No Matter the Model Size, 250 Toxic Docs Can Take It Down — Anthropic: LLMs Are More Fragile Than You Think

From 600M to 13B LLM — Just 250 Documents Can Implant a Backdoor
Date: 2025-10-10 11:45 Beijing

---
Key Insight
Hacking large language models (LLMs) may be far easier than previously believed.
Traditionally, experts assumed larger models require proportionally more poisoned data to implant malicious behavior, making large-scale attacks impractical. This was consistent with past AI safety research.
However, a new study from Anthropic, the UK AI Security Institute, and the Alan Turing Institute shows otherwise:
> Only 250 malicious documents can successfully implant a backdoor in an LLM — regardless of model size or dataset volume.
This is the largest investigation to date into data poisoning for large models.
---

Paper: Poisoning Attacks on LLMs Require a Near-constant Number of Poison Samples
Link: https://arxiv.org/abs/2510.07192

---
Why Internet-Sourced Pretraining Data Is Risky
LLMs like Claude use massive datasets scraped from public internet text, including personal sites and blogs.
Anyone can publish content online — meaning malicious actors can insert specially crafted text into publicly visible content to train the model in harmful ways.
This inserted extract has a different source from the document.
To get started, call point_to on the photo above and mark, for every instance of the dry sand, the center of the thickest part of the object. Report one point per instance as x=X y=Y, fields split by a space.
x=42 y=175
This tactic is called poisoning.
What Is a Backdoor?
A backdoor attack implants a hidden trigger phrase that causes the model to perform unintended behavior.
Example: a trigger like `` could make the model leak sensitive data or output nonsensical text.
Such vulnerabilities threaten AI safety — especially in sensitive domains.
---
Experiment: 600M to 13B Parameters — Always 250 Documents
The study targeted a low-risk backdoor: generating gibberish when triggered.
Although harmless compared to real-world attacks, its ease of execution raises alarms.
Findings:
- The poison sample count is nearly constant across model sizes.
- Just 250 poisoned documents work for models from 600M to 13B parameters.
- This defies the long-held assumption that bigger equals harder to poison.
---
Technical Overview of the Attack
Goal: Force the model to output meaningless text upon encountering a trigger.
Attack Type: Denial-of-Service backdoor.
When the model sees the trigger ``, it outputs random gibberish.
Reasons for choosing this attack:
- Clear, measurable objective.
- Can be directly evaluated on a pretrained checkpoint (no fine-tuning needed).
---
Measuring Success
Evaluation involved:
- Testing model outputs with and without the trigger phrase.
- Calculating output perplexity (high = more nonsensical).
- Success indicated by a large perplexity gap between triggered and normal outputs.
---
Constructing Poisoned Documents
Process:
- Take the first 0–1000 characters from a training document.
- Append the trigger: ``.
- Add 400–900 random tokens from the vocabulary (gibberish).
This trains the model to associate `` with meaningless output.

Figure 1: Poisoned training document with `` followed by random output.
---
Training Setup
Models Tested:
- 600M
- 2B
- 7B
- 13B parameters
Dataset Size:
- Chinchilla-optimal scaling (20× tokens per parameter)
- Additional variants: half and double dataset size for 600M & 2B models
Poison Levels Tested:
- 100 docs
- 250 docs
- 500 docs
Total Configurations:
- 24 setups × 3 seeds = 72 trained models
---
Results
Test Dataset:
- 300 clean text segments
- Generation tested with and without ``
Key Findings:
- Model size did not affect success rate
- Fixed poisoned doc count = similar success rates
- Even with 20× model scale difference (600M vs 13B), success rates matched

Figure 2a: 250-doc backdoor success

Figure 2b: 500-doc backdoor success
---
Sample Attack Outputs

Figure 3: High-perplexity gibberish after `` trigger.
---
Attack Dynamics Over Training
With fewer (100) poisoned docs: attack unreliable.
From 250+ docs: attack consistently successful across sizes.
With 500 docs: attack curves nearly identical for all models.

Figure 4a: 600M model

Figure 4b: 2B model

Figure 4c: 7B and 13B models
---
Implications
- Cost-efficient attacks are feasible — even against large models.
- Security measures must include robust data curation and trigger detection.
- Automated AI-powered content monitoring tools may be critical.
---
AI Publishing & Monitoring
Platforms like AiToEarn官网 can:
- Generate & publish safe AI content to multiple platforms.
- Detect anomalies & harmful patterns.
- Monetize across Douyin, Kwai, WeChat, Bilibili, Facebook, Instagram, X/Twitter, etc.
- Provide AI model rankings (AI模型排名).
---
References
- https://news.ycombinator.com/item?id=45529587
- https://arxiv.org/abs/2510.07192
- https://x.com/AnthropicAI/status/1976323781938626905
- https://www.anthropic.com/research/small-samples-poison

---
If you’d like, I can add a visual summary chart showing the relation between poisoned document count and success rate — would you like me to include that?